La mattina dopo, partiremo presto per andare a Cleveland, nell’Ohio, che da Rochester dista circa quattro ore. Cleveland non so neanche dove sia: a nord di? A sud-ovest di? Non ne ho la più pallida idea. So che l’Ohio è uno degli swing States, che durante le elezioni presidenziali può oscillare tra il voto democratico o repubblicano, a differenza di altri Stati. Per esempio, il Massachusetts, dove abito io, è sempre stato democratico. Il fatto che l’Ohio non sia né carne né pesce mi irrita e mi fa pensare che una persona come Sofia, queer, avrebbe probabilmente dei problemi di discriminazione. Poi, per carità, magari scopro che Cleveland è una città strepitosa e che voglio andarci a vivere. Non so perché, ma ho la netta sensazione che lì scoprirò un’ennesima altra faccia dell’America.

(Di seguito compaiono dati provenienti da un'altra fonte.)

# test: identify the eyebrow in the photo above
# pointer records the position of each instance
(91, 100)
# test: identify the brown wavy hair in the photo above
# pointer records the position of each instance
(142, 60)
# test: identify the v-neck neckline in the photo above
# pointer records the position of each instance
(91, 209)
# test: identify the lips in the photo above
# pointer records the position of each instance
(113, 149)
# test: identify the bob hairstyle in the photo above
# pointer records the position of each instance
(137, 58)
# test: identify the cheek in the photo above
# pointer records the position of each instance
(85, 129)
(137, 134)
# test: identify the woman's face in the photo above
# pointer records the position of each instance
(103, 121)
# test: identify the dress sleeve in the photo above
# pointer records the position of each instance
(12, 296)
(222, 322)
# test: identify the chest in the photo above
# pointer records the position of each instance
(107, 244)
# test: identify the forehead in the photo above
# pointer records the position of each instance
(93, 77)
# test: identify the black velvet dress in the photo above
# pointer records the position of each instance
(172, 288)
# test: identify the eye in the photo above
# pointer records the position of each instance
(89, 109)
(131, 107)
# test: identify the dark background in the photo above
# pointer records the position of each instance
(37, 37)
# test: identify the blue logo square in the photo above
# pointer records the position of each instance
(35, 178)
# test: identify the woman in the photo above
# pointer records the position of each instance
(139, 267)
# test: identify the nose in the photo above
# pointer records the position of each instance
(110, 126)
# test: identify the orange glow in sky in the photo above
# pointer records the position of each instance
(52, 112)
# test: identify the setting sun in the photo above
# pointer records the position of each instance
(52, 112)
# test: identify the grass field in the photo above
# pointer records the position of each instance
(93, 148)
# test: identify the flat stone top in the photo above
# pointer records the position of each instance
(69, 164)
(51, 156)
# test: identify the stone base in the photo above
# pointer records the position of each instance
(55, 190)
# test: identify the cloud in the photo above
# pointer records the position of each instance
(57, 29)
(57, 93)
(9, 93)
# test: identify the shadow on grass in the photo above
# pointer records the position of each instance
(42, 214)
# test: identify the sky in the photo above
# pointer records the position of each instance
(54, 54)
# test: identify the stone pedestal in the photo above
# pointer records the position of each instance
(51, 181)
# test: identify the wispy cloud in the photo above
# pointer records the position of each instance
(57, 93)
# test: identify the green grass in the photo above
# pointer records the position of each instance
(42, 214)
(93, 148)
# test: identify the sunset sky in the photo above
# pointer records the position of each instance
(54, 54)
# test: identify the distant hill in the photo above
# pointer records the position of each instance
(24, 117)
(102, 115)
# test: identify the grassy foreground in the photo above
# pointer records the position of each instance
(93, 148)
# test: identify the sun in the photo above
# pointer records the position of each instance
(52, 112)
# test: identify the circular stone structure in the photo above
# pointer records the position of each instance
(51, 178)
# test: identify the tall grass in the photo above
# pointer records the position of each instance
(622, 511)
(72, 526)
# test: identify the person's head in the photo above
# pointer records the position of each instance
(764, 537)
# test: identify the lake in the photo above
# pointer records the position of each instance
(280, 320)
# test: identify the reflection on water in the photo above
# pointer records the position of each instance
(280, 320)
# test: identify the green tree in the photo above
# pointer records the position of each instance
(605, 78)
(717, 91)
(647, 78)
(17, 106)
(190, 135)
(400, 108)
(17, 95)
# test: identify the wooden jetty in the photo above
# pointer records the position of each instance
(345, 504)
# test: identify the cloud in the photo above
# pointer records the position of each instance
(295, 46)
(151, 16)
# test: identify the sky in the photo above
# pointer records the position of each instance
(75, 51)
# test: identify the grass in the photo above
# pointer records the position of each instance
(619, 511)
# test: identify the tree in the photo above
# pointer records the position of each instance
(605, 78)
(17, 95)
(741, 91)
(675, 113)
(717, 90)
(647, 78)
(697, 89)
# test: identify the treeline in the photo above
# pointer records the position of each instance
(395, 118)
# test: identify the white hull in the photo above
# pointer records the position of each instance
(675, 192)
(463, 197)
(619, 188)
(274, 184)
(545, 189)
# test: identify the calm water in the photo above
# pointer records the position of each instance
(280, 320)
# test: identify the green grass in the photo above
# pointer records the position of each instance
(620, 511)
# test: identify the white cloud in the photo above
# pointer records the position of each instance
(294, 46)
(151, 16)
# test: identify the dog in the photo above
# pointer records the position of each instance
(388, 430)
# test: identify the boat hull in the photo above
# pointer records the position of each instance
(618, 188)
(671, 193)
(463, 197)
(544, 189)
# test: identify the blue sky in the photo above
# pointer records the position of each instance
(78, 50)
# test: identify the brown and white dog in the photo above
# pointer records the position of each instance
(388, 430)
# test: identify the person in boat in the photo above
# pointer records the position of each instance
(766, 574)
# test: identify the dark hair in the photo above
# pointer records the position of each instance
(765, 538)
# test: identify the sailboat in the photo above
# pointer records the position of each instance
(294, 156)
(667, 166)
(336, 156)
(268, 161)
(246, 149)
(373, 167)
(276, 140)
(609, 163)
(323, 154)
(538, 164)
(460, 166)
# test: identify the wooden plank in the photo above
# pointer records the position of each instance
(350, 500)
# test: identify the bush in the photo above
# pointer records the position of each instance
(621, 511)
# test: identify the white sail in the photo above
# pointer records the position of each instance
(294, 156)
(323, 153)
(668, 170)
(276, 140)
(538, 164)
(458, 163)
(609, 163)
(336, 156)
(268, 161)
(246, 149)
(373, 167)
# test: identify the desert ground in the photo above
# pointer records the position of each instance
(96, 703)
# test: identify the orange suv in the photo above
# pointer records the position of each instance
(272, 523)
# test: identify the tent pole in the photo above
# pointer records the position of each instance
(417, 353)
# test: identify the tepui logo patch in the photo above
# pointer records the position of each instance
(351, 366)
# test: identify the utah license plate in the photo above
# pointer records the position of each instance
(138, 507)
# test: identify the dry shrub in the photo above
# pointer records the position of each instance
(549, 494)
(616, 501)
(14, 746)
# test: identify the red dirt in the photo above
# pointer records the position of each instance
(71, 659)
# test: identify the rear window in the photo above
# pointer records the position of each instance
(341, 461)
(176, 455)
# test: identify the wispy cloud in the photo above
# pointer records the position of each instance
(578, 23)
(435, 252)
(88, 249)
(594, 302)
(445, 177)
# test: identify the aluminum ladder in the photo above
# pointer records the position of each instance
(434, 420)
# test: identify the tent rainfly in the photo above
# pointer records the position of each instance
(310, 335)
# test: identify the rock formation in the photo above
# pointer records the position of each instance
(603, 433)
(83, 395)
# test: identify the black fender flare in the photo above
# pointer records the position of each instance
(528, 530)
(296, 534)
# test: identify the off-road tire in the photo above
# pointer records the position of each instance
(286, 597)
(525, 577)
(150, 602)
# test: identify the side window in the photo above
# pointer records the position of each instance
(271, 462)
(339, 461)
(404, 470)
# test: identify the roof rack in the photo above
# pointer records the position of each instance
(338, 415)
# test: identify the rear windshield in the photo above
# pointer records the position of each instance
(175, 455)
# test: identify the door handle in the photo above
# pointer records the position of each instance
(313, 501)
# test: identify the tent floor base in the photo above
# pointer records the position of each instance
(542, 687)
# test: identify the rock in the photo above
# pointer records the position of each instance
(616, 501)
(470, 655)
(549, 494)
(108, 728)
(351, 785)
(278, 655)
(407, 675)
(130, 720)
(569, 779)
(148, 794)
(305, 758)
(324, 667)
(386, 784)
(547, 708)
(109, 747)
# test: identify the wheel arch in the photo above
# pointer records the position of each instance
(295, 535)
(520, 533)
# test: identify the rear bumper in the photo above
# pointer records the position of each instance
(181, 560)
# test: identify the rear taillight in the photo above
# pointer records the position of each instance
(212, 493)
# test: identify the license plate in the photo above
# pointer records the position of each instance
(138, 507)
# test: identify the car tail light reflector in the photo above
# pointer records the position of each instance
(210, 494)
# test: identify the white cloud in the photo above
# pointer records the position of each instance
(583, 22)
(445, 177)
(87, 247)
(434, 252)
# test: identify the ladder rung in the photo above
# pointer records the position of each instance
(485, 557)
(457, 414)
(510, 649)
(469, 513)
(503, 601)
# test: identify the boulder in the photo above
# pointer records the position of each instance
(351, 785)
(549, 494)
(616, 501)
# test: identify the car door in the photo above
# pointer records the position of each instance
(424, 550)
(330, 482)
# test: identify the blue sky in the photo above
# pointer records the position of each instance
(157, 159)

Dopo Cleveland e tre ore di viaggio, arriveremo finalmente a Chicago, che è una di quelle (poche) città americane di cui sono curiosa. Sofia ha trovato un appartamento da condividere con due sue amiche, ha qualche colloquio di lavoro, l’entusiasmo dell’inizio di un nuovo capitolo della sua vita, quello in cui diventa veramente un’adulta. Sono molto emozionata per lei.
Chicago, dicevo. La chiamano la New York del Midwest, nel senso che è molto vivace, piena di artisti, musicisti, è viva e lotta insieme a noi. Famosa per i suoi club di jazz e di blues. Famosissima per i Blues Brothers e per i nazisti dell’Illinois. Ma qualche amico me l’ha anche descritta come LA città americana per eccellenza. Forse intende dire che è meno grunge del Village, meno anticonformista. È anche considerata una delle città più violente negli Stati Uniti e anche tra le più segregate. Forse in questo senso è più americana. Il giorno dopo, prendo un volo da Chicago, da sola, e torno a casa, dove spero anch’io di trovarmi un posticino tranquillo e silenzioso dove non pensare a niente se non a che aperitivo bere verso le sette di sera.